The study has several limitations, the first being a single center study. Secondly, CART methodology has a risk of overfitting the model to a given dataset (7), thus testing the model in a bigger and center diverse sample is eagerly desired. In fact, it has only been performed an internal validation and an external validation of the results obtained using an independent cohort is mandatory. In this regard, it should be noted that two of the biomarkers retained in the model (IL 8 and MMP 8) have previously been identified as biomarkers associated with pARDS outcome (12). On the other hand, CART analysis has been criticized because of inherent instability (13). Small changes in data may alter a tree’s appearance because, if a split changes, all split subsequent to the affected node may also change. Moreover, it does not provide a statistical output such as a confidence interval in which to quantify or support the validity of the findings. Finally, the measurement of plasma biomarkers may not reflect the biology in the diseased lung. Nevertheless, measuring biomarkers in bronchoalveolar lavage samples may be difficult in many children with a severely compromised respiratory status. In this regard, the question of the value of incorporating biomarkers more specific to ARDS pathogenies remains open.

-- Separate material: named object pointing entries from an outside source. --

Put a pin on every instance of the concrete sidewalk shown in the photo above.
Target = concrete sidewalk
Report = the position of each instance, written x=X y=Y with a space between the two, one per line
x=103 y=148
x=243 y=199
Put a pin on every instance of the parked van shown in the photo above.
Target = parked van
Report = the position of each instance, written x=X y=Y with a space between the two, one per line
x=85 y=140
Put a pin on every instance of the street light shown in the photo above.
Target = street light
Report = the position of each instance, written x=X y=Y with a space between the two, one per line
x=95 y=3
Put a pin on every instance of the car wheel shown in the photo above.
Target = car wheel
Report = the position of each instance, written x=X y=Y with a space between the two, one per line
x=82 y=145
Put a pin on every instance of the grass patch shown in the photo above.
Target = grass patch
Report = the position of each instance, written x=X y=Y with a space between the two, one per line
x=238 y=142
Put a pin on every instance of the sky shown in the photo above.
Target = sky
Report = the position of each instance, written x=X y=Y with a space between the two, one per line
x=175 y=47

In summary, adding biomarkers to clinical predictors may be useful for predicting pARDS mortality and may be useful for stratifying patients in clinical trials. This study opens the possibility of setting a new paradigm for pARDS risk stratification.
Conflicts of Interest: O Roca has received travel expenses from Fisher & Paykel Healthcare and provides consultancy to Hamilton Medical. The other author has no conflicts of interest to declare.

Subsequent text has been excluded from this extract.